A survey by The Age and Employment Network (TAEN) found that between October 2008 and May 2009 47% of respondents had been made redunant, whereas just 32% of respondents had lost their jobs between January and September 2008.
Nearly three quarters (72%) of jobseekers taking part in the online survey said employers saw them as too old, compared with 63% before the recession.
The data was collected from 401 responses to an online survey in the second period, and 370 responses in the first. Seven in 10 of the respondents were aged 50-59; 27% were 60-64; and 9% were over 65.
Chris Ball, chief executive of TAEN, said: “These shocking figures show the greater barriers the over-50s are facing as the economy has worsened. The resultant crisis in savings, pensions and debt has taken its toll and created a need for many older people to keep on working.”

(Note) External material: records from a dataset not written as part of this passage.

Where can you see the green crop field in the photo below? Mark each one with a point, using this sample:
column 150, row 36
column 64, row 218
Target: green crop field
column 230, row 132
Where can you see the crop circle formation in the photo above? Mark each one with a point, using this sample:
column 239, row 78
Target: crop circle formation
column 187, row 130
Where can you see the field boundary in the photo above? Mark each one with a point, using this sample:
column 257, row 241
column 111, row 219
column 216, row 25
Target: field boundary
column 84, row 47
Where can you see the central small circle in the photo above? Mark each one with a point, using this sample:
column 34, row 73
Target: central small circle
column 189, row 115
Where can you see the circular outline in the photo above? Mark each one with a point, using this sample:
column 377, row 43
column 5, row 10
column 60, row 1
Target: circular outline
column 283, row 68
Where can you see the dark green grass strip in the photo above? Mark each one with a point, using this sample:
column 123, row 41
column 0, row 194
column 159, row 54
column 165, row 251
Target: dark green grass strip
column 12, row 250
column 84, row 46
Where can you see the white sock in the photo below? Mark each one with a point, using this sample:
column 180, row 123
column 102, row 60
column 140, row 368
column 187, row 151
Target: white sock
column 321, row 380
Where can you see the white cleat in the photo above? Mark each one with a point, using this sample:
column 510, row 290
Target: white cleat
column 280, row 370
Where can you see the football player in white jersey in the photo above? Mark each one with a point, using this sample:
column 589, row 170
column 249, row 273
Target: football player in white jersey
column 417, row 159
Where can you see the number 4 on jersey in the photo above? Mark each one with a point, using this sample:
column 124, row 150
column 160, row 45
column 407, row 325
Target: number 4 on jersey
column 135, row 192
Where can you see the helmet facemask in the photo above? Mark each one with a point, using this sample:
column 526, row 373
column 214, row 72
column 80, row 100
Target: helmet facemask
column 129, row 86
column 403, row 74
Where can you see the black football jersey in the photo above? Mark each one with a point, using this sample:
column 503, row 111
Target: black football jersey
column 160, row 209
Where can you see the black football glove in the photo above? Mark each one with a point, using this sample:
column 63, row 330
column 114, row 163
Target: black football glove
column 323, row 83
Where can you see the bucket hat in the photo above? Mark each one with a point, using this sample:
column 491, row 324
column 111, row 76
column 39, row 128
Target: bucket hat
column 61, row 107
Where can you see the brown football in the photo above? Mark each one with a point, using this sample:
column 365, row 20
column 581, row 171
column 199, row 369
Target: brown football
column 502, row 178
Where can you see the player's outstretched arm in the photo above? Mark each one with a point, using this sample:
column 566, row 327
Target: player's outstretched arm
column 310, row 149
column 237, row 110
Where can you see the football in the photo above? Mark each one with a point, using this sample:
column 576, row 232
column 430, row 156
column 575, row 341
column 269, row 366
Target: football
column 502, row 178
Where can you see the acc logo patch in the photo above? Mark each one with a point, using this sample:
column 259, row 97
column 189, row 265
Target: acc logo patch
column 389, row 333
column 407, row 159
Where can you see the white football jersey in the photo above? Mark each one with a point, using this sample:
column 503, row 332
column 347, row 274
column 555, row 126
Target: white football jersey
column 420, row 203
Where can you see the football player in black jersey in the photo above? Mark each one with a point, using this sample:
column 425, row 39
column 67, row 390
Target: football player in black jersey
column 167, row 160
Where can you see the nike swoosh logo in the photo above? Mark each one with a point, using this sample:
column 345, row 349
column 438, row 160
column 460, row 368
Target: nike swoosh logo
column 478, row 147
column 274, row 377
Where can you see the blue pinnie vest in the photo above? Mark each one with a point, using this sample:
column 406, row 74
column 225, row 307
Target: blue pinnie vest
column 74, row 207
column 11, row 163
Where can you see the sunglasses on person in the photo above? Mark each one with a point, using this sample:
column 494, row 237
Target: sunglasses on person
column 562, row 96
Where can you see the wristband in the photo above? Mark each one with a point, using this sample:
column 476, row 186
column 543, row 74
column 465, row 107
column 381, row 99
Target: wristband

Nearly half (45%) of respondents did not feel that age discrimination legislation had helped older people to find work, compared to 31% before the recession.
The number respondents who warned that employers place too much emphasis on qualifications rather than skills and experience also rose slightly, from 60% to 64%.
Ball added: “We also see here more evidence that, despite the introduction of legislation in 2006 outlawing age discrimination in employment, it has certainly not eradicated discrimination in recruitment – particularly when times are tight and where it is difficult for an individual to prove discrimination and take action.”